Encouragingly, research demonstrates that once a person maintains 12 months of continuous sobriety, the risk of relapse drops significantly. By five years, the odds of long-term sustained recovery reach approximately 85%, comparable to the general population. This underscores a central ISM conviction: if the right support is in place during the critical early months and years of recovery, lasting sobriety is not only possible but probable.
ISM concentrates on all three recovery goals by offering individually tailored, flexible treatment and support within the fabric of the person’s daily life. Rather than removing someone from their world, ISM brings a multidisciplinary clinical team into it.
Each person’s care is supervised by Dr. Kaminski and supported by a team of specialists drawn from multiple clinical disciplines. All team members are selected and trained by Dr. Kaminski.
Clinical symptoms such as depression, anxiety, body image issues, and eating disorders are identified and treated as integral parts of the recovery process—not as secondary concerns to be addressed later.
The treatment of each person is individually designed and continuously adapted to accommodate their lifestyle, travel commitments, professional obligations, family relationships, and other relevant aspects of their life. ISM does not require a person to put their life on hold. Instead, it integrates clinical support into the rhythms and demands of real life, precisely where lasting recovery must take root.
In the event of a crisis, ISM responds immediately and proportionally.

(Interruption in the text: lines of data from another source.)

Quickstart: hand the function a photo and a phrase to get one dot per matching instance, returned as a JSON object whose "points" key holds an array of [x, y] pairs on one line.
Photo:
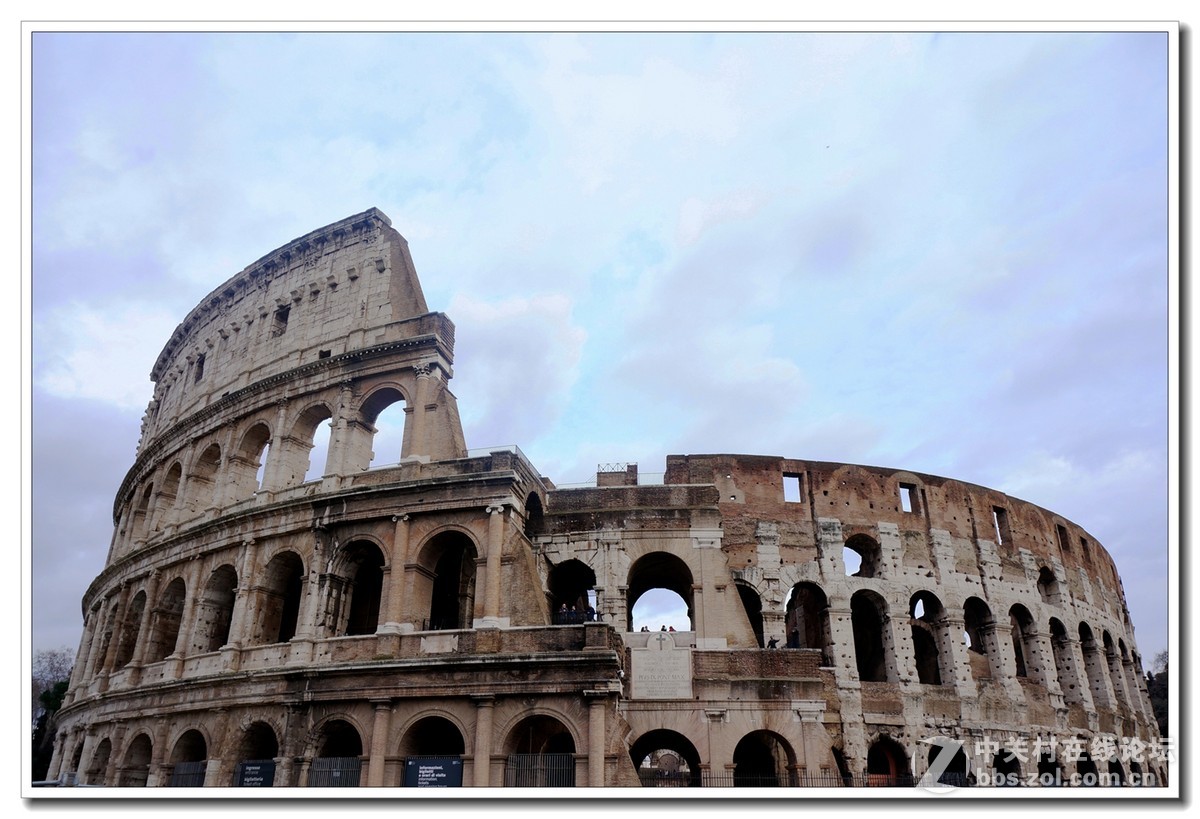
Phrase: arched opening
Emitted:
{"points": [[130, 627], [1089, 775], [1049, 770], [448, 581], [862, 556], [280, 598], [355, 590], [1048, 586], [1093, 664], [167, 616], [762, 759], [1116, 773], [249, 462], [202, 483], [141, 513], [214, 610], [136, 766], [310, 437], [808, 620], [955, 773], [168, 495], [383, 416], [189, 760], [649, 575], [868, 614], [1006, 770], [99, 764], [534, 516], [571, 592], [1063, 662], [977, 631], [753, 605], [256, 755], [432, 736], [925, 621], [1021, 623], [887, 764], [666, 759], [339, 757], [540, 754]]}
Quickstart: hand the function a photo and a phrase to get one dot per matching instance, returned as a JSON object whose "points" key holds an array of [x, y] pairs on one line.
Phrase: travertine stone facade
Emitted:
{"points": [[267, 620]]}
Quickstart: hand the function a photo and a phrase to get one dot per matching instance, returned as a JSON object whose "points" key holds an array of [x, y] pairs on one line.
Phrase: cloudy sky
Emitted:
{"points": [[945, 252]]}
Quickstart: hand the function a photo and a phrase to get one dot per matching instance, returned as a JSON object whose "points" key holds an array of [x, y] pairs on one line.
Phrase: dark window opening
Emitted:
{"points": [[1063, 538], [793, 488], [1000, 519], [281, 321]]}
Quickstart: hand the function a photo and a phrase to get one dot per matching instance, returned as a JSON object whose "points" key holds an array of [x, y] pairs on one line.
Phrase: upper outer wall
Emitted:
{"points": [[331, 291], [864, 496]]}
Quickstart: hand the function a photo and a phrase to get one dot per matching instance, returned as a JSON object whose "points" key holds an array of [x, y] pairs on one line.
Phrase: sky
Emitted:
{"points": [[941, 252]]}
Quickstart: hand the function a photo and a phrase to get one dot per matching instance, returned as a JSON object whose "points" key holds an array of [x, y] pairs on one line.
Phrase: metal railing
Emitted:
{"points": [[189, 775], [539, 771], [335, 772]]}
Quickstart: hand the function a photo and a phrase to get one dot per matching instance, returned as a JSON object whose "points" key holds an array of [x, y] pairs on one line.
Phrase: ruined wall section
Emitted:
{"points": [[339, 288]]}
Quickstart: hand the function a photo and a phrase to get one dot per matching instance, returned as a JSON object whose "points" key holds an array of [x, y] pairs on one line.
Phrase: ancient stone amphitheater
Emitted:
{"points": [[444, 616]]}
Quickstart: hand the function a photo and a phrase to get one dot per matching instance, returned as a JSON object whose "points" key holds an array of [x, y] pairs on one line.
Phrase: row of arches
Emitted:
{"points": [[267, 453], [539, 751], [157, 621]]}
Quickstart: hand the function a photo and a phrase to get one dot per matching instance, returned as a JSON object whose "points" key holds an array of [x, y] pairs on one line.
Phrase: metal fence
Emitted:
{"points": [[539, 771], [335, 772], [187, 775]]}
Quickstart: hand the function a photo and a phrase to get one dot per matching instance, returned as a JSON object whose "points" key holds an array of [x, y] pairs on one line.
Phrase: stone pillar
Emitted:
{"points": [[310, 610], [160, 757], [111, 653], [114, 755], [419, 444], [953, 656], [597, 743], [496, 522], [396, 578], [483, 761], [1097, 675], [1073, 658], [143, 639], [241, 621], [379, 731], [997, 639], [82, 655]]}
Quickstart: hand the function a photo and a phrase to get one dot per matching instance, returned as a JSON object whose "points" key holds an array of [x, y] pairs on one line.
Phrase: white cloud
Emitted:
{"points": [[100, 353]]}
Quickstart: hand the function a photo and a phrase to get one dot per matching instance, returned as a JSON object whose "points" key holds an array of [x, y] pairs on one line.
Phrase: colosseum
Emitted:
{"points": [[442, 616]]}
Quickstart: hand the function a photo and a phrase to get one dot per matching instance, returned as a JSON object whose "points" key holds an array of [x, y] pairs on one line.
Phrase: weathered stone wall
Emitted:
{"points": [[418, 604]]}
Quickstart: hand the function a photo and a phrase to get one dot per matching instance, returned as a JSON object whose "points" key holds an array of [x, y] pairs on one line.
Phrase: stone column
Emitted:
{"points": [[241, 622], [953, 655], [419, 444], [379, 731], [1074, 661], [310, 611], [143, 639], [160, 757], [496, 521], [597, 703], [114, 757], [396, 578], [483, 761], [997, 639], [111, 653]]}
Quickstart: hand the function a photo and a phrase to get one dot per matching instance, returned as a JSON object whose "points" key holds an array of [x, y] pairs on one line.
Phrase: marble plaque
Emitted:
{"points": [[661, 670]]}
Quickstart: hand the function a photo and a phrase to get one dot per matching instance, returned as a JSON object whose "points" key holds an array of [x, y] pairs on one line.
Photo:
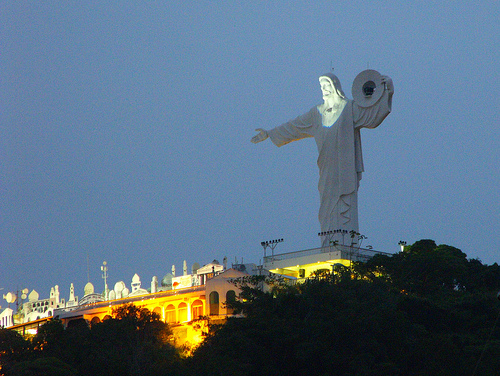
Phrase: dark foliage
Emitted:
{"points": [[425, 311]]}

If clinically advisable, intensive treatment is provided at home with around-the-clock supervision, allowing the person to stabilize without the disruption of facility admission. If admission cannot be avoided, the person is placed in premier partner facilities with which we maintain an ongoing collaborative relationship, ensuring continuity of care and a seamless return to the ISM framework upon discharge.
The evidence is clear: episodic, facility-based treatment alone is insufficient for the majority of people struggling with addiction. Real, lasting recovery requires sustained clinical engagement within the context of a person’s actual life – their home, their work, their relationships, and their community. ISM was designed to meet this need. By combining the rigor of evidence-based pioneering psychiatric care with the flexibility and personalization of a bespoke recovery program, ISM offers what conventional rehab cannot: a path to sobriety that endures because it was built into the life the person actually lives.